What is Ecosystem Leadership?

Antoinette Klatzky
Field of the Future Blog
7 min readJul 6, 2019
Presencing Institute Ecosystem Leadership Program Module 2, June 2019, Berlin, DE

Recently a couple of leaders in the company (EILEEN FISHER) asked me to share my insights. I responded, I’m not sure if what I’ll say will solve anything but hopefully it will get us closer to the right questions. A dear friend, Katie Stubley, one of the leaders of the Presencing Institute’s Ecosystem Leadership Program often reminds me, “we grow in the direction of the questions we ask.”

In 2004, I walked into an International Relations class (at this point I had decided this was my major because I couldn’t major in learning about India and I really wanted to understand my place in the world as a person of mixed heritage… Anyway, back to the class…) and I started listening to the professor. He said, International Relations was (I’m obviously paraphrasing) basically a bunch of old men who had drawn lines of separation on the land and were, over time, making decisions for the people within those lines about whether or not to go to war, with a very limited understanding of what was actually happening on the ground in their own nations or their neighbors’. Almost immediately, I realized this was not for me, but it took me a few years to understand why (and to change my major).

Leadership is often visualized with someone at the front of a crowd, a team or a nation; a glorified superhero on the big screen, born to fulfill their destiny, ready to save the day. Even when we have a full fledged movement, we find a ‘leader’ to put on the front page, the ‘someone’ who can symbolize the moment.

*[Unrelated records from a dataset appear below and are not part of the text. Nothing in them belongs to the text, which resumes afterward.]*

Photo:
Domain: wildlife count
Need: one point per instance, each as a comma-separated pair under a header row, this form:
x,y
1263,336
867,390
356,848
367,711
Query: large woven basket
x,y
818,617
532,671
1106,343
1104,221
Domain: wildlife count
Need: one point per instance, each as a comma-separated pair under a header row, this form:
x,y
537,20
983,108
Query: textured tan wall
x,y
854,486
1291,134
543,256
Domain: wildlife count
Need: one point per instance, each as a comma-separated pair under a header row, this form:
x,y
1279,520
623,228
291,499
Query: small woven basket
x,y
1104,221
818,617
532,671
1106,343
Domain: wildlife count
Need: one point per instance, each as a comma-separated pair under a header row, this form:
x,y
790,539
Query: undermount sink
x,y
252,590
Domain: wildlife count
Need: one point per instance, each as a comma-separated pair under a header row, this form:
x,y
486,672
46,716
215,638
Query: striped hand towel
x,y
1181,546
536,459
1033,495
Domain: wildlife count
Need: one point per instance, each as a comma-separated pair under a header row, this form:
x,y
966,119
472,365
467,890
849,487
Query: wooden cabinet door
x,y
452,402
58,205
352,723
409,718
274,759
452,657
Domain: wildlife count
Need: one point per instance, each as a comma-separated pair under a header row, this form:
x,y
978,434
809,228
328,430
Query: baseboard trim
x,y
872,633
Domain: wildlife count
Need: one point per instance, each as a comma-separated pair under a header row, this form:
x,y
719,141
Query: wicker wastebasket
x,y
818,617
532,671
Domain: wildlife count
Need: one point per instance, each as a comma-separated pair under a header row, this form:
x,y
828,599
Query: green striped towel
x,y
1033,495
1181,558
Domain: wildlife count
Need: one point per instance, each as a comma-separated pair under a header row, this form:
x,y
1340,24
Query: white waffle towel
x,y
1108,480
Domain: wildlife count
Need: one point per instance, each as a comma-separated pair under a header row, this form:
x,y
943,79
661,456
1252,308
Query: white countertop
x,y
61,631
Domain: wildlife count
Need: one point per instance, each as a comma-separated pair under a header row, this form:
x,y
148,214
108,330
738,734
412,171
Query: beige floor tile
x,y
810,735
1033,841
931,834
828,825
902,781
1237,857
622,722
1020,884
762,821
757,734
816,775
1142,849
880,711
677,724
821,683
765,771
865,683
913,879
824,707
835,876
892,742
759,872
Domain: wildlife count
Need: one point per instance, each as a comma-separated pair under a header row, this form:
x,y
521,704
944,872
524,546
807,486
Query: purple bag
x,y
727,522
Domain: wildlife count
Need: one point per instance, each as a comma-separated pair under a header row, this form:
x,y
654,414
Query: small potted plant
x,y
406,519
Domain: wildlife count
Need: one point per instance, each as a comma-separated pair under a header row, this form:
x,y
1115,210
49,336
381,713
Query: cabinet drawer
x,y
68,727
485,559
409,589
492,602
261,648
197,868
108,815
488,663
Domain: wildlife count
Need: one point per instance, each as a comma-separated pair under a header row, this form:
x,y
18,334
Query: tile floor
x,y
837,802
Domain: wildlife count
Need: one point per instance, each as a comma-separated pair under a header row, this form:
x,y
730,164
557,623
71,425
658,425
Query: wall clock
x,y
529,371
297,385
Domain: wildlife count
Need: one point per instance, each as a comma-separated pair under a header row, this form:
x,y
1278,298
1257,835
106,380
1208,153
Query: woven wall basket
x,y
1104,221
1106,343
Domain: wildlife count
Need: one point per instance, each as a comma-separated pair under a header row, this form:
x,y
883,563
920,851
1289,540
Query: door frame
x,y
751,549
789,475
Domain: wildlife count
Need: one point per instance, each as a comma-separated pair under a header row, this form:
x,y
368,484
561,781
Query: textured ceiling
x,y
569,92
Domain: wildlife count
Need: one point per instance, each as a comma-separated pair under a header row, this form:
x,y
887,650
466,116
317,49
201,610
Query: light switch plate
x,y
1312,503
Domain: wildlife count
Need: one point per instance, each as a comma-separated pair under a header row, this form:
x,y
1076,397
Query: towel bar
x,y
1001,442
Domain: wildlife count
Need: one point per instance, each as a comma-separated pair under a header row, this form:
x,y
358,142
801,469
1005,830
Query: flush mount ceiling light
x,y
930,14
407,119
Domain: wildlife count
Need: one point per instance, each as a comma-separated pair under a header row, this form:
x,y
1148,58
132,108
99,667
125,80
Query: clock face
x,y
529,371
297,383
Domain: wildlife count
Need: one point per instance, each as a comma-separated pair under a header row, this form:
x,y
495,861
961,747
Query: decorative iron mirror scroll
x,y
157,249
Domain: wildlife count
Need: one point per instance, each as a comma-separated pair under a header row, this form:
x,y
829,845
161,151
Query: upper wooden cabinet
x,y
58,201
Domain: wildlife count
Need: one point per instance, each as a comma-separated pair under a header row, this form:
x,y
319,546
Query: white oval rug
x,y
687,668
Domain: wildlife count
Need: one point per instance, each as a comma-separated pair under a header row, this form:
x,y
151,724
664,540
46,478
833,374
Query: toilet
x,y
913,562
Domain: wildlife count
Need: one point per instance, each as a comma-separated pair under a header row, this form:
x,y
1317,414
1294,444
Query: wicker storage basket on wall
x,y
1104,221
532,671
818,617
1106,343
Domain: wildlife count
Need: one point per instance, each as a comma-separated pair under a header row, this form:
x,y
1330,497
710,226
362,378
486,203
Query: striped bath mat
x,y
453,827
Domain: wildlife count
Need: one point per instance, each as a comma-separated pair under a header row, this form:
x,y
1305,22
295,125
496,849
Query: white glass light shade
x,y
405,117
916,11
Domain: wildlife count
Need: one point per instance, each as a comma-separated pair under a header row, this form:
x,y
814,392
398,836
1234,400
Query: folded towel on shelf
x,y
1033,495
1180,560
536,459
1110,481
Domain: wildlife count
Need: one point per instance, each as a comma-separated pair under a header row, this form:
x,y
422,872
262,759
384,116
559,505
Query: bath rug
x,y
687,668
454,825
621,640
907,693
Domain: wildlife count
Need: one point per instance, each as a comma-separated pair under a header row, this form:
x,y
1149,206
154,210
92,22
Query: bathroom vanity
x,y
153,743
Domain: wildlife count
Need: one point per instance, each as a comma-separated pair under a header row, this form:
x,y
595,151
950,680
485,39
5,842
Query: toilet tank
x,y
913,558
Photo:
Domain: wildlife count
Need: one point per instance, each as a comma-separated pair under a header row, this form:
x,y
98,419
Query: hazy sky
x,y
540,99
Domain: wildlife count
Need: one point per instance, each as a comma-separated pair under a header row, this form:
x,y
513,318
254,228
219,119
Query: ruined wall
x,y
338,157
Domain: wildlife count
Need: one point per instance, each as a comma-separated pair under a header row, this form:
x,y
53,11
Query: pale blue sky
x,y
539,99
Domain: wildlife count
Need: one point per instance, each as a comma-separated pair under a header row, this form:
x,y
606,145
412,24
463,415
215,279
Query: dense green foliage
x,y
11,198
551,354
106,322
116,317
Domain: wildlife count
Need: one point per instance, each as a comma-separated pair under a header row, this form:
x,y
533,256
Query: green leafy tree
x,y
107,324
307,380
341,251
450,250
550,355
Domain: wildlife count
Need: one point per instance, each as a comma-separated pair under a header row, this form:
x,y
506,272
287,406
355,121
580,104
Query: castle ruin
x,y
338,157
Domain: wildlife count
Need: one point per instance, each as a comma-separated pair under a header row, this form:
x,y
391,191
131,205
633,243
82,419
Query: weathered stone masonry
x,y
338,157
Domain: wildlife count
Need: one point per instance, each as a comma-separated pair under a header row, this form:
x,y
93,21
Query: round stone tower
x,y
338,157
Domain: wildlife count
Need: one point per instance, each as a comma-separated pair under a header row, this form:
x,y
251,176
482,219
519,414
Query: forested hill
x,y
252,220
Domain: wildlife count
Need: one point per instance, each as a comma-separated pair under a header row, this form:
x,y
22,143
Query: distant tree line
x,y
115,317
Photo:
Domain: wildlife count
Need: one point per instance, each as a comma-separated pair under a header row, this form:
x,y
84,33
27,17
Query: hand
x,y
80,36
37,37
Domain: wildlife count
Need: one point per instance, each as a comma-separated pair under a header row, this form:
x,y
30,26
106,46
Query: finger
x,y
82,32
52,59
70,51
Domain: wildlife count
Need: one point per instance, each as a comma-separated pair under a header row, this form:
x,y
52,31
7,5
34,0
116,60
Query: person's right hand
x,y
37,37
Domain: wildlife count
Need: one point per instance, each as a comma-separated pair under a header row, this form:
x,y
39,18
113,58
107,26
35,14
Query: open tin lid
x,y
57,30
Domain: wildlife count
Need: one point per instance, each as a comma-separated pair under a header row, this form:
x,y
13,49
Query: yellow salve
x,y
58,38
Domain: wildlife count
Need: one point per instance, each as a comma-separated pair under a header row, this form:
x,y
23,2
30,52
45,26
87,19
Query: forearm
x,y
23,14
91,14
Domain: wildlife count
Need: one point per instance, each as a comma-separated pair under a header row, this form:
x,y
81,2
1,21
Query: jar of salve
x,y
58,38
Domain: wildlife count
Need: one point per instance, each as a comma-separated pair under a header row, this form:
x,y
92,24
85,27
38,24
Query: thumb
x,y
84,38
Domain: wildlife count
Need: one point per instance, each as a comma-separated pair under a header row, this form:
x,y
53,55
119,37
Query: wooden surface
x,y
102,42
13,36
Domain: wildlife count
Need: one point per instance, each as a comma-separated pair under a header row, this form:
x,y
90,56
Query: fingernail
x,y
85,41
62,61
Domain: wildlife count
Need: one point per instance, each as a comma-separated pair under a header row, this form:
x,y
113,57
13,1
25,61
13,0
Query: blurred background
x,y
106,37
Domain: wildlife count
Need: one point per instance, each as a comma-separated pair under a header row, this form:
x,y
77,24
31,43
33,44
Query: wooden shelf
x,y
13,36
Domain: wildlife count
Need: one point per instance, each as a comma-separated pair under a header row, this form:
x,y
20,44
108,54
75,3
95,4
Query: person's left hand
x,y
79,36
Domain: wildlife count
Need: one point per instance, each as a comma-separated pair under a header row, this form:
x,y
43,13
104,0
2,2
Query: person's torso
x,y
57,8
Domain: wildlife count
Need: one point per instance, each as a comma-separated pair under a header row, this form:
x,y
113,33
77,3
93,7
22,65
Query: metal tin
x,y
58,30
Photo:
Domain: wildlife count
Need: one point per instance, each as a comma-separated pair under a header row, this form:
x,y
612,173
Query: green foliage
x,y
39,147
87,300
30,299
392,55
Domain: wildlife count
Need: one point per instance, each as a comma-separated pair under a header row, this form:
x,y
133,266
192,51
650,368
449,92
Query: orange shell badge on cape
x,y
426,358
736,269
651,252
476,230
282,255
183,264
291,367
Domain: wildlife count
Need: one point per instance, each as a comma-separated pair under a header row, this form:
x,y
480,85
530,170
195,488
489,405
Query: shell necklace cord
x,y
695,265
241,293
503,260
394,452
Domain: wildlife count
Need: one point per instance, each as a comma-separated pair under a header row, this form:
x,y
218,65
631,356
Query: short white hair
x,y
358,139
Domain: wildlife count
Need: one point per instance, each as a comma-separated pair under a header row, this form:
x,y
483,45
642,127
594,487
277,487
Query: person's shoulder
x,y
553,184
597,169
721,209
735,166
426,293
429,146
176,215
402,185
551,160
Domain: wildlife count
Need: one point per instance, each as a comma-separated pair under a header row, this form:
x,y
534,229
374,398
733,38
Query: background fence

Photo Credit: Leading vs Management on Flickr

I recently shared with someone that I would be heading to Berlin for one of the three modules of an Ecosystem Leadership Program (ELP). She responded saying, “Oh, it’s so important to think about the environment and work with climate change.” I smiled and nodded but I didn’t have the time (or the words) to really capture what this 50+ person group has been doing in Germany this year; hence, this article.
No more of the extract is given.